I’ve been to far too many funerals in my life. In fact, my sister, cousins and I have been going to funerals so much that as children we used to play, “funeral”. One of us would lie on the couch and pretend to be the deceased while the other cousins played the mourners. We played it like other children played school or hop-scotch. So needless to say, we’ve gone to a lot of funerals.
Yesterday was another notch in the old funeral stick. However, there were some distinct ritualistic details of the Catholic service that had me perplexed. Apparently the Catholic Church decided they needed to update some of the tired and worn out practices put in place by Vatican II in the 1960’s. These changes really threw me and my sister off. We were very used to our catholic school upbringing and rote memorization of the proper responses to what the priest said.

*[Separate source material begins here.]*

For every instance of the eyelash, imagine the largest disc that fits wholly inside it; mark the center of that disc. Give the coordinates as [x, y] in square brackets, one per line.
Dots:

Now they’ve gone and changed it.
Instead of saying, “And also with you”, you now say something like, “May his spirit rise up your skirt”, or something like that. It really threw me for a loop. The priest performing the mass was kind enough to point out a handy little placard in the pews that instructed us non-practicing Christians on what the new lines were. I have to say, I wasn’t impressed. I’d almost rather they go back to Latin. At least then we could all say, “Yeah, I’m bilingual. I speak English AND Latin”. Plus if we had learned Latin I bet it would have been easier to learn another foreign language, like French or German.
The service had its curveballs and I muddled through but there was something the priest said that did resonate with me. (Which was rare because I usually tune religious services out completely). The priest made mention of the Church as a community that was there to support each other through tough times like a death in the family. I thought that was very true and for once I was glad to have been part of the Christian tradition. That feeling lasted for a few seconds until the priest sort of twisted it into something about it was all God’s will anyway and we should turn ourselves over to His glory in all things.
I have a problem with the whole, “here’s your free will, now freely turn it over to me”, way of thinking the Church seems to have. It’s so, “make you own decisions, but if they aren’t our decisions we’ll excommunicate your ass”, kind of hypocrisy. I don’t know. It’s sort of like the changes the Church made to the mass. It was designed to get the community more engaged in the service but from my perspective, I felt like I had been left behind and that the rituals I was so familiar with were no longer mine to have. I’m not holding your hand during the Our Father, I’m just not. I’m very Depeche Mode Personal Jesus about church.
I don’t want my religion to tell me what to do or how to think. I want them there just as the priest described; as a moral and ethical support group to help me up when I fall. I want them to be a shoulder to cry on and a pat on the back, without any judgment on me or my deeds. They should forgive and forget like a true friend and not ask me to turn my will over to them.
They can keep the changed rituals and responses. I’ll keep my God close to my chest and let the other’s squabble over how to pray. (Have I been on a religious kick lately?)